Trwa dramatyczna kolonizacja w Dolinie Omo

Opublikowano: 15.07.2012 | Kategorie: Gospodarka, Prawo, Publikacje WM, Wiadomości ze świata

Liczba wyświetleń: 724

ETIOPIA. Organizacja Survival International otrzymała niepokojące raporty opisujące postępującą kolonizację i rugowanie z ziem rdzennych mieszkańców Doliny Omo. Etiopski rząd kontynuuje niszczenie plonów należących do lokalnych plemion i zmusza ich członków do opuszczenia tradycyjnych ziem w celu przesiedlenia ich do zbiorczych obozów. Do najbardziej dotkniętych plemion należą pasterze z ludów Suri, Mursi i Bodi oraz łowcy-zbieracze z ludu Kwegu. Wiele rodzin znajduje się w trudnej sytuacji gdyż straciły zapasy sorgo, a ziemia służąca dotychczas do wypasu bydła jest konfiskowana przez rząd premiera Melesa Zenawiego, który zamierza wydzierżawić ją na rzecz plantacji trzciny cukrowej i palmy oleistej.

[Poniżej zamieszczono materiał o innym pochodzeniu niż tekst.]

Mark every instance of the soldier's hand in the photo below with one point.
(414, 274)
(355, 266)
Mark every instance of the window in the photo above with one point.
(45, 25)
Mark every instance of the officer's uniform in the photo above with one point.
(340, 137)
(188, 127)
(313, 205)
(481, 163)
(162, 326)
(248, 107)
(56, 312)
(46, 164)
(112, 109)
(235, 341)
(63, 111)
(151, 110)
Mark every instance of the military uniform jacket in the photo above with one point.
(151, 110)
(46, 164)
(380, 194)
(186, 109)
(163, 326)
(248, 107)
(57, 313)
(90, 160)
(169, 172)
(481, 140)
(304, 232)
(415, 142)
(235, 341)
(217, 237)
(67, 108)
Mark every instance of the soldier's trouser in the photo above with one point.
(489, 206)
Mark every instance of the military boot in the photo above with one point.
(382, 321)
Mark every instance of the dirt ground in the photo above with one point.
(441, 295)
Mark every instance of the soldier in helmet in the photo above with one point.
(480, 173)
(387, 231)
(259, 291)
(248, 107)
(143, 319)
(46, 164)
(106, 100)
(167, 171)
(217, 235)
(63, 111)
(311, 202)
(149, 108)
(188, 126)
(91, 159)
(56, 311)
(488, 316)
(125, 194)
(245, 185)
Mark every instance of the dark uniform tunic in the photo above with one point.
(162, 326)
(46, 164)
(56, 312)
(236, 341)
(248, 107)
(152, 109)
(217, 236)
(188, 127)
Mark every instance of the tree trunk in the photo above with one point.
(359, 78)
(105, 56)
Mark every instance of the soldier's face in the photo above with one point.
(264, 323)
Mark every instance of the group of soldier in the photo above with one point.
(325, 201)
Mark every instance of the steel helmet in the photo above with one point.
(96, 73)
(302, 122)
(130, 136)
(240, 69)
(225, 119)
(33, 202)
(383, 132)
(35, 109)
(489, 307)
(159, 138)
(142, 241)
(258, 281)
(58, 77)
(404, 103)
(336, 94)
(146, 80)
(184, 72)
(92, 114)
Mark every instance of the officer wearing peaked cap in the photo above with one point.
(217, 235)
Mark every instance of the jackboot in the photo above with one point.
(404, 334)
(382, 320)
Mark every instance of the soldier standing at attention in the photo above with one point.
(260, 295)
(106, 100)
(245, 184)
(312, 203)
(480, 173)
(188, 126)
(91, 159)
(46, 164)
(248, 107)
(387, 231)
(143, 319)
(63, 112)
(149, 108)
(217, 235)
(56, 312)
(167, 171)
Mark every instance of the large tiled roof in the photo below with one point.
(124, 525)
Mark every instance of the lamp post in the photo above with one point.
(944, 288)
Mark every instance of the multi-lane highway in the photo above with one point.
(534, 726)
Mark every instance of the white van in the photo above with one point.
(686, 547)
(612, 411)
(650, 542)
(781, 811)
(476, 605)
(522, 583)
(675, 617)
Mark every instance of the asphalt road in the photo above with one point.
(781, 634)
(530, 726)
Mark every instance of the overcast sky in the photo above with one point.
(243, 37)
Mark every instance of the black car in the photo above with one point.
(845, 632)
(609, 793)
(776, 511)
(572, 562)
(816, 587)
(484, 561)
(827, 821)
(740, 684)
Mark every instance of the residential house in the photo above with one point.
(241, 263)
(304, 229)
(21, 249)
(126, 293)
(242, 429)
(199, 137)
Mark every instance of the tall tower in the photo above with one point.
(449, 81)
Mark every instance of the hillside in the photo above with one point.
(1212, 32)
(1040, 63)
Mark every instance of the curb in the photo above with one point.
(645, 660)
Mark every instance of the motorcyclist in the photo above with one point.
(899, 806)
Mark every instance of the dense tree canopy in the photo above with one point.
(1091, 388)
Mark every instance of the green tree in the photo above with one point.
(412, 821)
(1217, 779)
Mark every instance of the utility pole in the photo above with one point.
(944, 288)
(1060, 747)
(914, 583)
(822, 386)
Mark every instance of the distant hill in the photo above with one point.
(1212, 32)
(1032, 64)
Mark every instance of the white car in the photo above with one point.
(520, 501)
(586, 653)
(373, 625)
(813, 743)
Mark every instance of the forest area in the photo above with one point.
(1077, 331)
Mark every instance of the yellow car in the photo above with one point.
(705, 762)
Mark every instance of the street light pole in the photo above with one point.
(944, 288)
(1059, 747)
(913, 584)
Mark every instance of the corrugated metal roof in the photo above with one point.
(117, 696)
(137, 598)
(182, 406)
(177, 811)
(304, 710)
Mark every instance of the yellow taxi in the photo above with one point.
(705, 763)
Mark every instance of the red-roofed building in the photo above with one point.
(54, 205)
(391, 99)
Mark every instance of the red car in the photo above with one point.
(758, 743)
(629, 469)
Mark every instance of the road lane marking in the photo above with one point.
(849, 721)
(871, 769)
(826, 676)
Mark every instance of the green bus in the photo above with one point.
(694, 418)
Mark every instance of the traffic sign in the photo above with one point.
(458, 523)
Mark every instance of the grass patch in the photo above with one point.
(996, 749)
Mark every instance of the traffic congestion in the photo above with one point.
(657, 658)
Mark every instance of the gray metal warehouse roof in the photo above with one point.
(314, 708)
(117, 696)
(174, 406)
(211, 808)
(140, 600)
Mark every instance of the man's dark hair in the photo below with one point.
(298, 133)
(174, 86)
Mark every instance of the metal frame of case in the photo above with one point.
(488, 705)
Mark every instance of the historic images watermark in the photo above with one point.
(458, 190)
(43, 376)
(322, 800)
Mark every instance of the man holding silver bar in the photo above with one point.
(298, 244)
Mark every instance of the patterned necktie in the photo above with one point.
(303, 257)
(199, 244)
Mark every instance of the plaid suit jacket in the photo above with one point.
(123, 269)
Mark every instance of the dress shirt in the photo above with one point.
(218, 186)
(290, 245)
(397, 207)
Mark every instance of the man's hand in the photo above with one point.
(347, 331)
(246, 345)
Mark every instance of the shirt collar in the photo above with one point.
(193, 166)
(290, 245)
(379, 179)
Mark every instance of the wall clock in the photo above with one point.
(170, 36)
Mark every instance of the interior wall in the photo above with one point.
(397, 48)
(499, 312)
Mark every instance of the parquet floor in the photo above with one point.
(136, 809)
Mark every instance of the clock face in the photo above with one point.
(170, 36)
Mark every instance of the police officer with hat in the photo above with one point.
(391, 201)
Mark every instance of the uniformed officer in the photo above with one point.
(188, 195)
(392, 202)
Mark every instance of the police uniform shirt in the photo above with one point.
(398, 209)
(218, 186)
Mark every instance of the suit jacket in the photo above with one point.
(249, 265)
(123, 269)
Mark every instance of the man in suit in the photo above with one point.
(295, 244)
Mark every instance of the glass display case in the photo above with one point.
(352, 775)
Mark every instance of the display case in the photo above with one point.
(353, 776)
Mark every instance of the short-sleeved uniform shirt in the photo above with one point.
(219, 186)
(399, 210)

Niektóre społeczności Bodi są już przemieszczane do obozów wbrew ich woli. Jeden z członków ludu Bodi alarmuje: „Zabierają naszą ziemię siłą. Buldożery niszczą ogrody w których rosły nasze rośliny. Poszli aż tam gdzie uprawialiśmy sorgo”. Etiopscy urzędnicy nie omieszkali poinformować również pasterzy z ludu Mursi o tym, iż będą musieli sprzedać swoje bydło i zostaną przemieszczeni do obozów przesiedleńczych do końca tego roku. Kobieta z plemienia Mursi, której tożsamość ukryto dla jej bezpieczeństwa, relacjonuje: „Na drugi dzień poszłam nad rzekę Omo. Poszłam do moich magazynów zbożowych po ziarno, ale już go nie było. Moje spichlerze zostały zniszczone (przez buldożery). Nie lubię tego, co robią. Gdy poszłam tam, po prostu płakałam. Naszych zapasów zboża nie było. Teraz będziemy mieli duże problemy. Nie wiemy co robić. Możemy umrzeć”.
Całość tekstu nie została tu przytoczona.